Edit DeAk, Mike Robinson & Paul Dougherty
Edit deAk and Mike (now Walter) Robinson were the co-founders of Art-Rite magazine, a cheaply produced newsprint periodical, that covered the newest directions in art. Issue #13 was a collaboration with Alan Suicide who selected an assortment of images reflective of his view of the modern spirit. Edit and Mike along with video artist Paul Dougherty also created a film to accompany "Frankie Teardrop," an 11-minute song by Suicide. Done before the advent of the cable television program MTV, the film is an early example of the music video genre. Both Mike and Edit became influential art writers: Edit at Artforum; Walter at Art in America and Artnet.
One of the first people we approached about participating in the Punk Art Exhibition was Marcia Resnick, an energetic young photographer who was also finding creative inspiration in the emerging music and club phenomenon. As part of the downtown gallery scene, Resnick had created clever self-referential photographs and picture books rooted in conceptual art; then, in conjunction with the new nightclub and rock music action, she turned increasingly towards the more traditional genre of portraiture. With distinctive flair, Resnick's series "Bad Boys" featured many of the new rock stars and other scene makers who visually manifested "badness." A small spread of her "Bad Boy" portraits in X Magazinefeatured three women artists with "Bad Boy" style: Pat Place, Leslie Schiff, and Ruth Marten. All three participated in the Punk Art show. While Resnick's photographs were not specifically created as photojournalism, as interest in the punk scene grew, she found a ready market for her pictures in magazines and newspapers.
A major attraction at the opening of the Punk Art exhibition was Ruth Marten's live tattoo performance. We first learned about Ruth from Marcia Resnick and then from the musician Helen Wheels, who had three tattoos by Marten. Like other artists in the exhibition, Marten operated in a gray area between high and low art. She was a fine art painter and a commercial illustrator, as well as a working tattoo artist. Marten made the case for tattooing as a serious art form with real conviction by incorporating different ethnic traditions into her tattoo repertoire, exploring new imagery, and staging tattoo performances in art settings. Some of Ruth's tattoos adorned well-known downtown personalities like the rocker Helen Wheels and the drag performer Ethyl Eichelberger. In the years following the Punk Art show, however, Marten de-emphasized her tattoo work, in favor of commercial illustration and fine art.
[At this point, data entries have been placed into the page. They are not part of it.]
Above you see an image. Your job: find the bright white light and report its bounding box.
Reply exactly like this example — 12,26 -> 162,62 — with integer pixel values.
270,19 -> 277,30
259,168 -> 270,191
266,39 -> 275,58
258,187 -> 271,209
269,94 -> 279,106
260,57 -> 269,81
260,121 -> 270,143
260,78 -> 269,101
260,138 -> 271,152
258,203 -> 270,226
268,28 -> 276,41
Pat Place had a strong presence in Downtown New York as both a visual artist and musician. In the late 1970s she played guitar in The Contortions, a group with particularly strong connections with the art scene. In the early 1980s she helped form the Bush Tetras, an all female group that had a club hit with their song "Too Many Creeps." Pat continues to exhibit her art, most recently at Jane Kim/Thrust Projects (2009).
Leslie Schiff moved from Chicago to New York in the early 1970s. Much of her art involves collage and the Xerox photocopy machine. Her images are rooted in her personal psyche and have an intuitive meaning that is not always easily understood. In exhibitions, Xerox sheets are combined and displayed decoratively on the wall. Schiff has also created books; and made video and sound tapes.